Results:
There is an urgent need for new treatments for blood cancers that arise from white blood cells called myeloid cells. The last decade has witnessed the development of adoptive cell therapies where patient killer T-cells are removed from the blood and genetically engineered to express a molecule called a “receptor” that can bind to cancer cells. These engineered T-cells are returned to patient blood as a “live medicine” where their receptor instructs them to kill any cancer cell they encounter. A major form of this therapy targets a molecule called CD19 on some blood cancers that arise from white blood cells called lymphocytes. This CD19 CAR-T therapy is now provided on the NHS for these cancers and often results in complete cure. Unfortunately, there is no similar treatment for cancers that arise from myeloid cells. The main type of this cancer is called acute myeloid leukaemia (AML). AML has a very bad prognosis, and most patients still succumb to their disease. The reason that there are no T-cell treatments for AML is that there are no receptors that recognise AML cells while sparing healthy cells from attack. This project built systems for finding such receptors from the blood of patients who had successfully cleared their cancer. The methodologies established were proven to work and generated receptors that target AML while remaining inert to healthy cells. These receptors will now be assessed for future treatment options.
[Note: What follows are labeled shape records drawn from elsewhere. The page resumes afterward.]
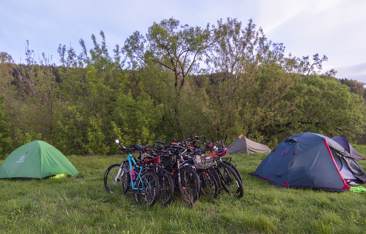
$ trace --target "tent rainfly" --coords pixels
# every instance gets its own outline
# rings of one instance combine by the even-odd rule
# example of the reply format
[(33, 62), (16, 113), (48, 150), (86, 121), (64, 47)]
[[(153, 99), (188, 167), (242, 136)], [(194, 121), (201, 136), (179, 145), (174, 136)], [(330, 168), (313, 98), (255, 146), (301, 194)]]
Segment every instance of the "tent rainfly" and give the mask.
[(62, 153), (40, 140), (18, 148), (0, 166), (0, 178), (40, 178), (60, 173), (76, 177), (78, 173)]
[(355, 159), (360, 159), (365, 158), (361, 154), (357, 152), (355, 148), (352, 147), (351, 144), (348, 143), (347, 139), (343, 136), (338, 136), (332, 137), (332, 139), (337, 142), (347, 151), (348, 153), (351, 155), (351, 156)]
[(250, 175), (277, 187), (330, 191), (349, 189), (345, 179), (366, 183), (366, 175), (338, 143), (303, 132), (285, 139)]
[(228, 154), (254, 154), (269, 153), (271, 152), (268, 147), (249, 140), (243, 134), (240, 134), (235, 140), (227, 147)]

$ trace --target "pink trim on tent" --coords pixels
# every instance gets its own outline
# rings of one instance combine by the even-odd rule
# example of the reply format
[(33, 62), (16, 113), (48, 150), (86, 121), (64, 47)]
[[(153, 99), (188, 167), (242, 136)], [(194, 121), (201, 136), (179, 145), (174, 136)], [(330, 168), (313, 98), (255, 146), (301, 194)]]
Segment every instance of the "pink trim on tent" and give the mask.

Impact (on cancer patients and their families):
The previously discovered multipronged TCR MEL8 (reported in Cell) was used in TCR-T approach and has shown great promises at targeting AML blasts through HLA-A*02, while remaining inert to the patient’s healthy cells and thus provides a great proof-of-concept for the use of TCR-T approach in AML patients. There is considerable commercial interest in this TCR and others like it we discovered so it is hoped that there will be scope to develop cancer therapies from my work.
Next Steps:
Further experiments are now required to finalise the publication of my work. My supervisory team are in discussions with multiple parties about translating the work on multipronged T-cell receptors.
Upon completion, Marine told us:
“I am so grateful to Tenovus Cancer Care for funding my PhD and for having been a vital part of my scientific journey!”.